If a modern, 3D seismic survey were to be shot over the Glennpool field (one was in 2008), and the Glenn Sandstone event mapped, we would see lateral changes in amplitude. How are these to be explained in terms of reservoir properties? We will consider a benchmark R0 based on brine saturated average rock properties known for the Glenn Sandstone.
Gas is a strong effect (220% R0 boost relative to the benchmark), but there is no evidence of a gas cap or even significant gas-oil-ratio in this field, so we eliminate gas as a candidate. Porosity ranges from 15-30%, with an average of 24%. The effect on R0 is dramatic.
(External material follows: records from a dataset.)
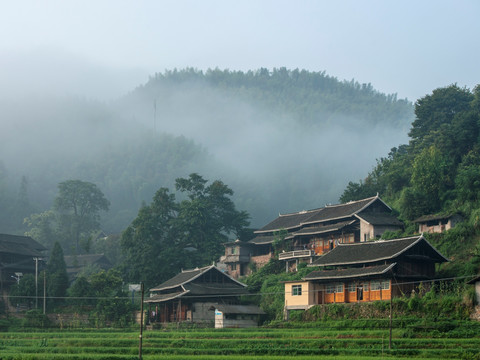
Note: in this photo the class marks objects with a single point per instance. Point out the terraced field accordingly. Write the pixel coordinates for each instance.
(232, 344)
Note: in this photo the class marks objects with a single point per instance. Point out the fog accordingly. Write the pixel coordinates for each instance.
(60, 112)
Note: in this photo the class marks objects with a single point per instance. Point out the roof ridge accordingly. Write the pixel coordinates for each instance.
(351, 202)
(381, 241)
(300, 212)
(197, 269)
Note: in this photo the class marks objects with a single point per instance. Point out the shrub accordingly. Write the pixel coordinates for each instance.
(35, 319)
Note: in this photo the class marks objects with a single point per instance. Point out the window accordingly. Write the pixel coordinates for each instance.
(375, 285)
(339, 288)
(296, 290)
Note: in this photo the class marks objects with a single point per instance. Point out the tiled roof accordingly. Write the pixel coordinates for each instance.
(367, 252)
(82, 260)
(288, 221)
(313, 230)
(259, 240)
(327, 213)
(349, 273)
(164, 297)
(426, 218)
(239, 309)
(214, 289)
(189, 275)
(379, 219)
(332, 212)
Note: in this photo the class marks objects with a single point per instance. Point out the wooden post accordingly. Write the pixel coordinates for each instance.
(391, 316)
(141, 326)
(44, 291)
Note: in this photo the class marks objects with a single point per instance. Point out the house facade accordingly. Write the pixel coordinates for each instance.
(17, 254)
(195, 296)
(365, 271)
(305, 235)
(437, 223)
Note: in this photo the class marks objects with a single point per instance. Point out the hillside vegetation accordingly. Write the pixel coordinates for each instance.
(267, 134)
(437, 172)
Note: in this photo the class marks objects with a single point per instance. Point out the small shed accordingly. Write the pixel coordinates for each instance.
(236, 316)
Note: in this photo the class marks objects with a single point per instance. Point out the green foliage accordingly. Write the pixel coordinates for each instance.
(57, 278)
(112, 303)
(24, 291)
(167, 236)
(436, 173)
(78, 204)
(36, 319)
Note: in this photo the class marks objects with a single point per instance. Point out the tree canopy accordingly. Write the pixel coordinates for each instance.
(437, 171)
(167, 235)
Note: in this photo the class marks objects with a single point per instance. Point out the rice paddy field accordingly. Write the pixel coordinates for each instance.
(316, 342)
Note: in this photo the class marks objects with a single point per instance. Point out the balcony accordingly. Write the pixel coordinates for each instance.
(296, 254)
(237, 259)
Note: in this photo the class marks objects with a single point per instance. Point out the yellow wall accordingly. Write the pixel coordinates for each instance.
(307, 297)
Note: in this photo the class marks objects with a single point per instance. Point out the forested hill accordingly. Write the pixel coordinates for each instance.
(283, 140)
(437, 172)
(311, 98)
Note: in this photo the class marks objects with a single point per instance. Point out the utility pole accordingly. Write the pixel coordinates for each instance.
(44, 291)
(36, 259)
(141, 325)
(391, 316)
(155, 116)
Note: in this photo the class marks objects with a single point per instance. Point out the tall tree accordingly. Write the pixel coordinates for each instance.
(207, 218)
(57, 278)
(78, 204)
(150, 246)
(167, 236)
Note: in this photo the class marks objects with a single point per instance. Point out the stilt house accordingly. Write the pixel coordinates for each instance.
(368, 271)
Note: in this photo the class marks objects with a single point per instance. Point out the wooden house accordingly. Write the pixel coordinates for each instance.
(17, 254)
(366, 271)
(236, 316)
(437, 223)
(309, 234)
(193, 296)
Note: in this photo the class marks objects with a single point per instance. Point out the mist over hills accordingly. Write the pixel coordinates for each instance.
(283, 140)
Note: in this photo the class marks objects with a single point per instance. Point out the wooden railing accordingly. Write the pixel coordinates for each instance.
(295, 254)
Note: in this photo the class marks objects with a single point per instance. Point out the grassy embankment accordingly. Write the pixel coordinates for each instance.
(330, 339)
At 15% porosity the R0 change is -100% (impedance-matched situation), while at 30% porosity we get a 60% R0 boost. So we hold on to this possibility. We can also predict the effect of clay fraction in the Glenn Sandstone, something that has a clear relation to permeability. A change of 0 to 20% clay fraction increases R0 by about 6%. Since clay content is known to vary in the Glenn, this effect is a valid candidate. Finally, after primary, secondary, and tertiary oil production, the residual oil saturation is still over 70% in the Glennpool field. As oil saturation drops from 1.0 to 0.7, the R0 decline is about 3.5%. This is a small, but potentially mappable, effect.
In summary, the most likely reservoir properties that can be predicted by seismic amplitude for the Glenn sandstone are porosity, clay content, and oil saturation (in that order). Knowing this, it is highly probable that a suitable amplitude-based seismic attribute would correlate strongly to a composite reservoir parameter formed by combining these properties.
This exercise with the Glenn sandstone cannot provide general results applicable to other reservoirs. The Glenn is a Pennsylvanian-age midcontinent sandstone, representative of stiff, high velocity sandstones. In a stiff formation like the Glenn, pore fluid changes do not influence impedance of the rock nearly as much as they would in rocks from a soft-rock basin like the Gulf of Mexico. But our discussion does illustrate the procedure for linking reservoir rock properties to seismic quantities in poststack 3D seismic data.
Reference:
Elements of 3D Seismology (2004, Chapters 6 and 26).
Figure 1. The Concept of a predictive rock model
Figure 2. Predicted R0 effects for the Glenn Sandstone calibrated rock model.